Cancer de la prostate : des résultats encourageants

pour le traitement d’une seconde récidive locale après prostatectomie

Le cancer de la prostate est le plus fréquent et la troisième cause de décès par cancer chez les hommes. 
Dans le cadre de son projet de thèse et de mémoire, le Dr Paul Archer, chef de clinique dans le pôle de radiothérapie a mené une étude multicentrique rétrospective européenne évaluant une re-irradiation stéréotaxique après prostatectomie radicale. 

 

Des récidives mieux identifiées 

 

Ce travail constitue à ce jour la plus grande série publiée sur ce sujet et permet de mieux identifier l’impact d’un troisième traitement local par radiothérapie stéréotaxique.

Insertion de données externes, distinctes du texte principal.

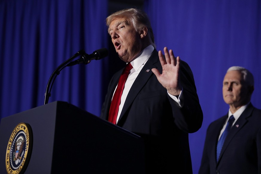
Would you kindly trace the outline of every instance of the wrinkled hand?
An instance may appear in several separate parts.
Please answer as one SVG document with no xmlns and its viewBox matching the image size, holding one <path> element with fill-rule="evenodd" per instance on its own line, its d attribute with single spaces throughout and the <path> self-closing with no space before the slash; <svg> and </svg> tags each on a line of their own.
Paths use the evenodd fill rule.
<svg viewBox="0 0 261 174">
<path fill-rule="evenodd" d="M 158 52 L 158 56 L 161 66 L 162 73 L 160 73 L 155 68 L 151 71 L 156 75 L 157 78 L 169 93 L 173 95 L 179 95 L 181 87 L 180 82 L 179 57 L 176 59 L 174 57 L 173 52 L 170 50 L 169 53 L 167 47 L 164 48 L 164 54 L 166 59 L 164 58 L 161 51 Z"/>
</svg>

« L’enjeu de l’étude intégrant 117 patients et 11 établissements participants, était d’étudier si nous pouvons aller vers un troisième traitement local dans le traitement des cancers de la prostate. Très peu de données sont publiées à ce jour. », précise le docteur David Pasquier, oncologue radiothérapeute au Centre.

 

Des résultats encourageants  

 

Cet essai montre qu’avec les nouvelles techniques de radiothérapie stéréotaxique et les nouvelles méthodes d’imagerie, nous pouvons réaliser ce troisième traitement local avec un risque de toxicité acceptable. L’étude permet ainsi une évaluation des pratiques et une précision des indications. 

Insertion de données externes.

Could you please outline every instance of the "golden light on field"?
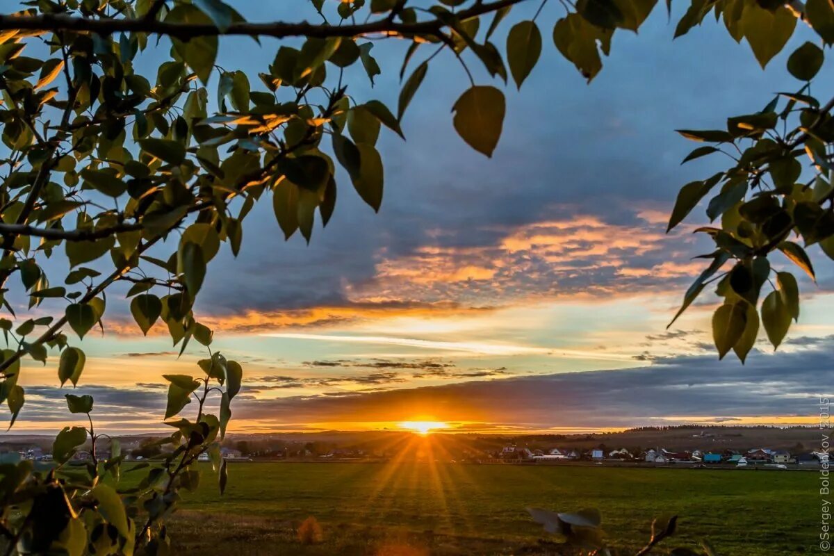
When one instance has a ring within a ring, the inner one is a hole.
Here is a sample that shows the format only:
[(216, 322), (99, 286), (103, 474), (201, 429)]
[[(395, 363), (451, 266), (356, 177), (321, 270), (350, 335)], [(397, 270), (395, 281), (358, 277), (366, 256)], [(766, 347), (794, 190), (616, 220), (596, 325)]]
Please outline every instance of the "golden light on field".
[(424, 436), (438, 428), (449, 428), (449, 423), (441, 421), (403, 421), (399, 425), (400, 428), (420, 433)]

« En effet, nous avons constaté que la radiothérapie stéréotaxique, après une intervention chirurgicale et une radiothérapie, permet une survie sans récidive de 50% à 2 ans avec une toxicité acceptable dans le cadre d’un troisième traitement d’un cancer de la prostate. 

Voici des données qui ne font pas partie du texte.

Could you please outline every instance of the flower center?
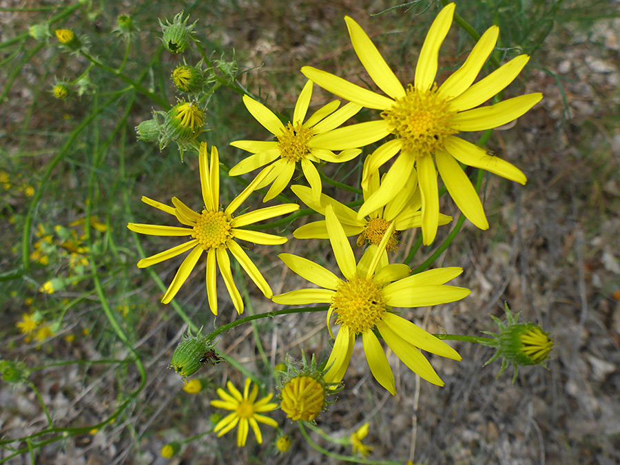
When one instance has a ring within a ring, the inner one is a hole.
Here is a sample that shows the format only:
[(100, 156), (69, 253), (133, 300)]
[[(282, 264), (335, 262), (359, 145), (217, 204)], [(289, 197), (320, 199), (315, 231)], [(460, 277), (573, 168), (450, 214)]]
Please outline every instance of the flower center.
[(282, 158), (297, 162), (310, 153), (308, 142), (312, 137), (312, 130), (304, 127), (301, 123), (289, 123), (278, 136), (278, 147)]
[(280, 407), (293, 422), (312, 421), (323, 409), (325, 390), (310, 376), (296, 376), (282, 389)]
[[(382, 218), (372, 218), (366, 223), (364, 231), (358, 236), (358, 246), (362, 247), (364, 243), (379, 245), (381, 240), (385, 234), (385, 231), (390, 227), (390, 221), (386, 221)], [(385, 249), (390, 252), (395, 250), (398, 246), (398, 237), (400, 231), (392, 232), (391, 237), (388, 239), (388, 243)]]
[(451, 124), (455, 114), (448, 111), (448, 102), (437, 96), (436, 85), (421, 92), (409, 84), (405, 96), (381, 116), (389, 123), (392, 134), (403, 140), (402, 151), (418, 158), (443, 148), (446, 138), (458, 132)]
[(242, 418), (251, 418), (254, 415), (254, 404), (244, 399), (237, 406), (237, 415)]
[(231, 218), (224, 215), (223, 211), (203, 210), (203, 214), (194, 227), (192, 237), (198, 239), (205, 250), (225, 245), (232, 237), (230, 232), (231, 220)]
[(341, 282), (331, 298), (338, 314), (337, 324), (344, 324), (355, 334), (375, 327), (386, 311), (381, 287), (372, 279), (355, 276)]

Cela permet également d’affiner les critères de sélection des patients : nos principaux résultats montrent que les récidives de plus petite taille et situées à distance de l'anastomose urétro-vésicale sont associées à une plus grande chance de contrôle local et un risque plus faible de complication.

De même, grâce à cette série de données, nous disposons d’un recul sur la survie sans récidive et la toxicité, avec les limites d’une étude rétrospective. », expliquent les Dr Paul Archer et David Pasquier.

« Il est important de préciser que ces re-irradiations stéréotaxiques sont complexes à mettre en œuvre et doivent être menées préférentiellement dans des centres experts, dans le cadre de la recherche clinique » conclut le docteur D. Pasquier. Un essai prospectif est maintenant ouvert au Centre dans cette indication.

 

Un rayonnement à l’international 

 

Ce travail a récemment été publié dans la revue European Urology Oncology, une revue internationale de rang A. L’étude a également été mise en avant sur le site UroToday, un site d’actualité en urologie.